The 1966 film Batman: The Movie was shot between the first and second seasons of the television show. It used the same sets as the TV show, the same characters, costumes, the same story formula, and — most importantly — adopted the same tonal jiu-jitsu: high silliness executed with grave seriousness.
The film differed from the TV show in small ways, however: Julie Newmar had a scheduling conflict, so Lee Meriweather stepped into the sparkly catsuit. The bigger budget allowed Batman to trick himself out with a Batcyle, Batcopter and Batboat.
The film premiered at Austin’s Paramount Theatre on July 30, 1966. (Why Austin? The Batboat was reportedly built by an Austin-based company who got the studio to agree to hold its red-carpet premiere there.)

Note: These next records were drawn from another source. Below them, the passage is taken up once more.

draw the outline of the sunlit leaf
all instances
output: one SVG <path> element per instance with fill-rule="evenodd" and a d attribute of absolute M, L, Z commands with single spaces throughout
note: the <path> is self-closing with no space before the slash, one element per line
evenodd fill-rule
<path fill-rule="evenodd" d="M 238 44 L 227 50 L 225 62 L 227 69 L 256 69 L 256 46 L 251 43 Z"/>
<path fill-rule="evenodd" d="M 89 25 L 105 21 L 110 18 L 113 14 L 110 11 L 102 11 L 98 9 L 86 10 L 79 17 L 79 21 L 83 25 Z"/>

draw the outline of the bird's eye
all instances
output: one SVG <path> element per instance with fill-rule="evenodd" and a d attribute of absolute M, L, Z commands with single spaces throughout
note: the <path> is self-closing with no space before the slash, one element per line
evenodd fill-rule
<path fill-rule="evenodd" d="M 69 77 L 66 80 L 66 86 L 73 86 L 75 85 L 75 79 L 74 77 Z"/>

The film was a moderate success, making a little over over $2 million, not quite twice its budget. But the studio had expected more, because the country had spent the spring of 1966 in the grip of a fervid Batmania.
The launch of the show back in January had arrived at exactly the right cultural moment. The Pop-Art movement prized anything that was slick, colorful, and mass-produced; Susan Sontag’s “Notes on Camp” essay, published two years before, had had enough time to filter down from academia into the mainstream. The nation was also in the habit of looking to television for frothy, high-concept diversions like My Favorite Martian, Bewitched, and The Munsters.